The PGA Tour makes a stop in Atlanta this week. Top golfers like Rory McIlroy and Bubba Watson will compete for the FedEx Cup. The course that hosts the event — the East Lake Golf Club — is in the middle of a once-struggling neighborhood known for poverty, crime and a troubled public housing project. The golf club has played a central role in a sparking redevelopment, and the neighborhood has avoided some of the typical pitfalls that come with such a transformation.
Resident Akua Taylor, a musician, moved here in 2013 but says she knows the area is very different from what it was like 20 years ago. Back then, there was so much violent crime, it was known as "Little Vietnam" — a war zone. "It's been turned completely around," Taylor says. "It's still benefiting the people that were here prior to the gentrification."

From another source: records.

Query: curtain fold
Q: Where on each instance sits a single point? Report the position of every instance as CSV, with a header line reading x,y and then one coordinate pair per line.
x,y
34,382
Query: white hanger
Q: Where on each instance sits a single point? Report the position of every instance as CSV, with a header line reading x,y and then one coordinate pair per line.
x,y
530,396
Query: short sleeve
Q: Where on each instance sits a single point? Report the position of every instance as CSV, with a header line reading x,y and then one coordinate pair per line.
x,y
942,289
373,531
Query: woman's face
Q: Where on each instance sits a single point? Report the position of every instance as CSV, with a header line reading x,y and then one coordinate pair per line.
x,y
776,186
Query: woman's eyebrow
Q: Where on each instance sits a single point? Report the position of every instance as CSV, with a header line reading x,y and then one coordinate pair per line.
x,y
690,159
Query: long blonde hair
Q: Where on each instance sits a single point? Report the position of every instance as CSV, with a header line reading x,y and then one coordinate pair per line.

One of these people is 66-year-old Carl Griffith, who was born and raised about a mile from here. "I mean, it's not perfect now, but then, it was scary," he says.
Up until 1995, the neighborhood was home to East Lake Meadows, a 650-unit public housing complex. The crime rate was 18 times higher than the national average. Real estate developer Tom Cousins saw great potential, and also a great challenge. "Had I been born there, I'd maybe be in jail somewhere also," he says of the old East Lake.
Cousins is the man behind some of Atlanta's most prominent buildings, and when the city began tearing down public housing in the '90s, he says, he wanted to try something different with East Lake. "We were going to focus our money and our time in this one, terribly deprived neighborhood and see if we could make a difference."
The model was this: Create mixed-income housing, but pair it with quality schools and services like job counseling and child care to help existing residents. A nonprofit, the East Lake Foundation, would lead the way.
East Lake led Cousins and other investors like Warren Buffett to create a nonprofit consulting group called Purpose Built Communities to take the idea national.
But the model in Atlanta needed a sustainable revenue stream. A lot of that came from the East Lake Golf Club, which helps fund the foundation's programs. The course used to be a neglected landscape of dry patches, where golfers might have to dodge the occasional stray bullet. Now, it's a PGA destination. Danny Shoy Jr., who leads the East Lake Foundation, says East Lake upends the typical story line of housing prices going up and low-income people being forced out. "The people who live there have the opportunity to remain there," he says.
Corporate membership in the golf club is $125,000, and there's a suggested donation of $200,000 to the East Lake Foundation. The club does fund things like a youth mentorship program at a nine-hole public course in the community. But the cost means that not everyone can play here. East Lake resident Orlando Geiger says it doesn't feel it's a place for him. "It's just a country club," he says.
Shoy says he understands why some residents pushed back at elements of East Lake's transformation. But he argues the aim of the redevelopment was to change the character of the neighborhood. "We are very intentional and unabashed about the fact that the East Lake model is disruptive," Shoy says.
When East Lake Meadows Public Housing was torn down, residents were offered the chance to return to the new community, but they had to meet some requirements: no felony record and either employed or in training. The Atlanta Housing Authority says about 13 percent of families were not allowed back. In the end, only about a quarter of the residents returned, and that's led to criticism that East Lake's improvements stem from a strategy of cherry-picking residents.
"They're only taking ... the best of the best," says Deirdre Oakley, who teaches sociology at Georgia State University. She says the East Lake model has shown success. Violent crime is down 95 percent from two decades ago. But Oakley says the success has benefited only a small group of people.
Marilyn Hack was one them. She moved to East Lake 15 years ago when she was a single mother of three. Hack says she needed affordability as she finished her education. "What I really wanted was the stability and someplace safe," Hack says, "and that's what I found here."
Hack says she thinks this can work elsewhere too, even if there isn't a fancy golf course to provide support. So far, the group, Purpose Built Communities, has taken the approach to 11 other neighborhoods across the country, from New Orleans to Omaha, Neb.